Breakpoint Chlorination
Since ammonia is present in all domestic wastewaters, the reaction of ammonia with chlorine is a great significance. When chlorine is added to waters containing ammonia, the ammonia reacts with hypochlorous acid (HOCl) to form monochloramine, dichloramine and trichloramine. The formation of these chloramines depends on the pH of the solution and the initial chlorine-ammonia ratio.
Ammonia + Hypochlorous -> Acid Chloramine + Water
NH3 + HOCl ‡ NH2Cl + H2O monochloramine
NH2Cl + HOCl ‡ NHCl2 + H2O dichloramine
NHCl2 + HOCl ‡ NCl3 + H2O trichloramine
In general at the pH levels that are usually found in wastewater (pH 6.5 to 7.5), monochloramine and dichloramine exist together. At pH levels below 5.5, dichloramine exists by itself. Below pH 4.0, trichloramine is the only compound found. The mono-and dichloramine forms have definite disinfection powers and are of interest in the measurement of chlorine residuals. Dichloramine has a more effective disinfecting power than monochloramine.
If enough chlorine is added to react with the inorganic compounds and nitrogenous compounds, then this chlorine will react with organic matter to produce chloro-organic compounds or other combined forms of chlorine, which have a slight disinfecting action. Then if enough chlorine is added to react with all the above compounds, any additional chlorine will exist as Free Available Chlorine, which has the highest disinfecting action. The term ‘Breakpoint Chlorination” refers to the breakpoint shown below.
The Breakpoint Curve shown above illustrates the formation and destruction of chloramines before free residuals are achieved. Every system’s breakpoint will vary depending on the chemical makeup and chlorine demand of the raw wastewater.
As chlorine is added to the water, it reacts with the ammonia that is present and a combined residual reading is obtained (A). In this case, as the dosage increases to about 2 ppm (mg/l) the combined residual drops because the chloramines are being destroyed (C). When the dosage reaches 3 ppm (mg/l), the breakpoint occurs and first free chlorine residual is obtained. Once the breakpoint has been reached, the free residual will increase at the same rate as the dosage (D). There may still be some combined residual in the water even though the breakpoint has been reached, but it will remain at this minimum level as long as the dosage is greater than 3 ppm (mg/l).
There are three methods that are used to test water for chlorine residual. Amperometric titration provides for the most convenient and the most repeatable results; however, the equipment costs more than equipment for the other methods. The Amperometric titration is most often used in the laboratory. Two other methods are field tests – the Ortho-Tolidine-Arsenite (OTA) test, which was the industry standard until the mid -1970’s, and the DPD method. Problems were found with the OTA test in that iron and nitrites in the water would interfere with the test. In addition, OTA was found to be a carcinogen. It is no longer used for chlorine residual testing today. Instead, the Diethyl-p-Phenylene-Diemine (DPD) test is used for fieldwork.

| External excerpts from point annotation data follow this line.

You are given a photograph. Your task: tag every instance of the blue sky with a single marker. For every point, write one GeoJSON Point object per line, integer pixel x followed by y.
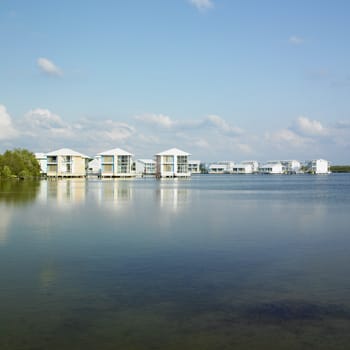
{"type": "Point", "coordinates": [221, 79]}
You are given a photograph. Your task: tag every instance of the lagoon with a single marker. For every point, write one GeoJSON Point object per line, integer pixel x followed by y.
{"type": "Point", "coordinates": [214, 262]}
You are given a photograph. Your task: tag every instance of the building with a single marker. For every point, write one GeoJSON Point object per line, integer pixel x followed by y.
{"type": "Point", "coordinates": [242, 168]}
{"type": "Point", "coordinates": [272, 167]}
{"type": "Point", "coordinates": [116, 163]}
{"type": "Point", "coordinates": [222, 167]}
{"type": "Point", "coordinates": [318, 166]}
{"type": "Point", "coordinates": [172, 163]}
{"type": "Point", "coordinates": [66, 163]}
{"type": "Point", "coordinates": [145, 167]}
{"type": "Point", "coordinates": [291, 166]}
{"type": "Point", "coordinates": [95, 166]}
{"type": "Point", "coordinates": [254, 164]}
{"type": "Point", "coordinates": [194, 166]}
{"type": "Point", "coordinates": [41, 158]}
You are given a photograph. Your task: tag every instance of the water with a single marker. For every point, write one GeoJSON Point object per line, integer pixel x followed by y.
{"type": "Point", "coordinates": [215, 262]}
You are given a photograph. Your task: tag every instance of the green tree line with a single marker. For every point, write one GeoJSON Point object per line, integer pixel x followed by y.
{"type": "Point", "coordinates": [19, 163]}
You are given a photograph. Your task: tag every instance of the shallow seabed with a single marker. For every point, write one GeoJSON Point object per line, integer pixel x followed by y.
{"type": "Point", "coordinates": [215, 262]}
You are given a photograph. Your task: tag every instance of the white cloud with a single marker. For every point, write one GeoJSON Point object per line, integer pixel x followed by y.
{"type": "Point", "coordinates": [286, 138]}
{"type": "Point", "coordinates": [306, 126]}
{"type": "Point", "coordinates": [202, 4]}
{"type": "Point", "coordinates": [159, 120]}
{"type": "Point", "coordinates": [343, 124]}
{"type": "Point", "coordinates": [296, 40]}
{"type": "Point", "coordinates": [48, 67]}
{"type": "Point", "coordinates": [222, 125]}
{"type": "Point", "coordinates": [41, 122]}
{"type": "Point", "coordinates": [7, 129]}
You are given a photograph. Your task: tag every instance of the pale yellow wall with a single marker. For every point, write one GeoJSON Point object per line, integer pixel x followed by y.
{"type": "Point", "coordinates": [77, 167]}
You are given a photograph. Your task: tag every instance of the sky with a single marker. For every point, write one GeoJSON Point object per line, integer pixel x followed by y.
{"type": "Point", "coordinates": [220, 79]}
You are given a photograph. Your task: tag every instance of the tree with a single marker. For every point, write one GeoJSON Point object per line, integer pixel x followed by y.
{"type": "Point", "coordinates": [20, 163]}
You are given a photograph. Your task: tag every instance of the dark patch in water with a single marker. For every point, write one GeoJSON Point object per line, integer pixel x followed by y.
{"type": "Point", "coordinates": [294, 310]}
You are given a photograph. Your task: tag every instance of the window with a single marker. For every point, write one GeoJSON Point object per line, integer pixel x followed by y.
{"type": "Point", "coordinates": [123, 164]}
{"type": "Point", "coordinates": [182, 164]}
{"type": "Point", "coordinates": [107, 159]}
{"type": "Point", "coordinates": [107, 168]}
{"type": "Point", "coordinates": [168, 159]}
{"type": "Point", "coordinates": [52, 159]}
{"type": "Point", "coordinates": [51, 168]}
{"type": "Point", "coordinates": [168, 168]}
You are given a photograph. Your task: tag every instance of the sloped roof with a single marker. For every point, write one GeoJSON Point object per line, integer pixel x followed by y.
{"type": "Point", "coordinates": [39, 155]}
{"type": "Point", "coordinates": [115, 151]}
{"type": "Point", "coordinates": [173, 151]}
{"type": "Point", "coordinates": [151, 161]}
{"type": "Point", "coordinates": [66, 152]}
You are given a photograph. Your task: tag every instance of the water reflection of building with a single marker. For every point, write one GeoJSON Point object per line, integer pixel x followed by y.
{"type": "Point", "coordinates": [6, 218]}
{"type": "Point", "coordinates": [172, 197]}
{"type": "Point", "coordinates": [65, 191]}
{"type": "Point", "coordinates": [110, 193]}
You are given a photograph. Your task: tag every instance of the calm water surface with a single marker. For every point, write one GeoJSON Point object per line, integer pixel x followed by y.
{"type": "Point", "coordinates": [215, 262]}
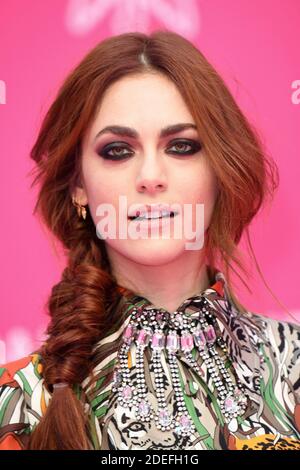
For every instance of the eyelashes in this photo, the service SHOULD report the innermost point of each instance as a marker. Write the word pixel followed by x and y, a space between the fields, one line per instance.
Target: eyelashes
pixel 121 150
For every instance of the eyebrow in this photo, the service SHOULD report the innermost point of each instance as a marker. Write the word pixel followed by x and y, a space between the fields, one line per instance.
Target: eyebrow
pixel 124 131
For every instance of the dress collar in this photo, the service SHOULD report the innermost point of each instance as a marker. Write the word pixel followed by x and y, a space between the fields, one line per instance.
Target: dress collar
pixel 242 332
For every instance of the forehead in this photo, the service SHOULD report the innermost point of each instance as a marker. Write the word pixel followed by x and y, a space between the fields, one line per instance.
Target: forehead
pixel 145 101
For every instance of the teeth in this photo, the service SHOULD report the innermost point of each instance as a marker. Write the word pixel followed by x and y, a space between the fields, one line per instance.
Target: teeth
pixel 154 214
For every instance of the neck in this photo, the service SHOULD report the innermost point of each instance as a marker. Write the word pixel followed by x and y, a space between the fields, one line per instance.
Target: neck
pixel 165 286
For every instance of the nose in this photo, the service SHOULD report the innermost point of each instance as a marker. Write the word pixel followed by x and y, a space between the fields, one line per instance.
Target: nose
pixel 151 185
pixel 151 179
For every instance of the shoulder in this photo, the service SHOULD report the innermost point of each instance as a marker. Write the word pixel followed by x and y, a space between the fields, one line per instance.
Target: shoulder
pixel 281 340
pixel 18 379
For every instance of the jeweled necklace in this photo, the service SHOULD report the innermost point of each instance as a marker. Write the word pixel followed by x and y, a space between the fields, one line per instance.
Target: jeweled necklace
pixel 170 333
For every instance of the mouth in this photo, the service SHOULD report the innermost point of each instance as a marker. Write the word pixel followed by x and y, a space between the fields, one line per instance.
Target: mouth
pixel 153 216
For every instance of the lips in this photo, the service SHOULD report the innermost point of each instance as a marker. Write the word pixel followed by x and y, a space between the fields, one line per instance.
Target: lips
pixel 152 212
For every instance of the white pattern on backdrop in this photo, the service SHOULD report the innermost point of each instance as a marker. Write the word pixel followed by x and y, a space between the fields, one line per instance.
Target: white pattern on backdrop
pixel 82 16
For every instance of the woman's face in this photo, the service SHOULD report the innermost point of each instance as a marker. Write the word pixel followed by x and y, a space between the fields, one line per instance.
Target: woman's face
pixel 168 169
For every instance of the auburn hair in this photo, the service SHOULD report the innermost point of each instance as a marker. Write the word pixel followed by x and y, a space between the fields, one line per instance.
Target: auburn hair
pixel 82 305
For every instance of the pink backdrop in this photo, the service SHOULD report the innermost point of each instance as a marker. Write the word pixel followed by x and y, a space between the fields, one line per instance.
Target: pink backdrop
pixel 254 44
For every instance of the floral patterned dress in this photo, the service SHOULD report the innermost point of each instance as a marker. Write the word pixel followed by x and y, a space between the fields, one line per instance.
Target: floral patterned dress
pixel 264 357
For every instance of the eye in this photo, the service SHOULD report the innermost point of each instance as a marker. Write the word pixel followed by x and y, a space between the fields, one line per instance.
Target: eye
pixel 183 144
pixel 115 151
pixel 120 151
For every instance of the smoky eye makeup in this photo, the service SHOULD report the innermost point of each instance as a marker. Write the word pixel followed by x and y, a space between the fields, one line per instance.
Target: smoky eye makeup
pixel 119 150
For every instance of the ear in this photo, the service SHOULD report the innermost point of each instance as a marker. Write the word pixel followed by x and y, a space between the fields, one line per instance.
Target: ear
pixel 80 195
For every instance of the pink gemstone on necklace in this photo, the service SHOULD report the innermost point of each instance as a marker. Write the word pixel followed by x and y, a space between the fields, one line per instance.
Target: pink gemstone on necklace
pixel 158 341
pixel 164 418
pixel 210 334
pixel 199 338
pixel 143 337
pixel 128 332
pixel 187 342
pixel 185 423
pixel 172 342
pixel 127 392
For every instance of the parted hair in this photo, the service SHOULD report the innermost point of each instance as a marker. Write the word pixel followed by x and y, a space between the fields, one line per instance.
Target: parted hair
pixel 83 303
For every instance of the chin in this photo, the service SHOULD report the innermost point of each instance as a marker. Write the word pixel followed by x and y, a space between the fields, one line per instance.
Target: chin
pixel 150 252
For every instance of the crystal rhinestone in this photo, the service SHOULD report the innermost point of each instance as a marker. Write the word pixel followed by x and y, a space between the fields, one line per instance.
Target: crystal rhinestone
pixel 173 341
pixel 117 378
pixel 179 318
pixel 127 393
pixel 184 425
pixel 144 408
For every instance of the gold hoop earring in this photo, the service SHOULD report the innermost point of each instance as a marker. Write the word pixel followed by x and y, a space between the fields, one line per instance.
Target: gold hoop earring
pixel 81 210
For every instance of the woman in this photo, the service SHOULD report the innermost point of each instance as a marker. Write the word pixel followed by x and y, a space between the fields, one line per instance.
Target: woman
pixel 147 346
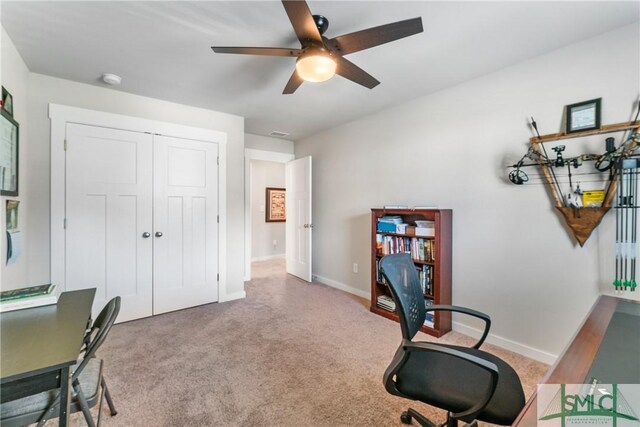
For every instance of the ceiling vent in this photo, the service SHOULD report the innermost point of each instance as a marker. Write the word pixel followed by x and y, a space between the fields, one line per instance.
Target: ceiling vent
pixel 279 134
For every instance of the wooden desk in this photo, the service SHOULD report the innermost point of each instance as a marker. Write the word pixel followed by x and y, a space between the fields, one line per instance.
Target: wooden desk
pixel 40 344
pixel 575 363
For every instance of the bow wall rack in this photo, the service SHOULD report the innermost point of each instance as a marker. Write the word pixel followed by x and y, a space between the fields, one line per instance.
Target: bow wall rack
pixel 583 220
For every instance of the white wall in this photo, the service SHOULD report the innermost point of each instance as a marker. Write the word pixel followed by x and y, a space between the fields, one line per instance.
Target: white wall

The DPD test is a colormetric analysis. The reagent is added to a vile (cuvette) of sample water. Another vile of sample water serves as a “blank.” If chlorine is present the sample will turn pink or red. The blank is placed in front of the “color wheel” and the sample is compared to the color wheel and blank. There are two chemical packets for the DPD test. One is used for free chlorine and the other is used for total chlorine residual. Subtracting the free residual from the total residual will give you the combined residual.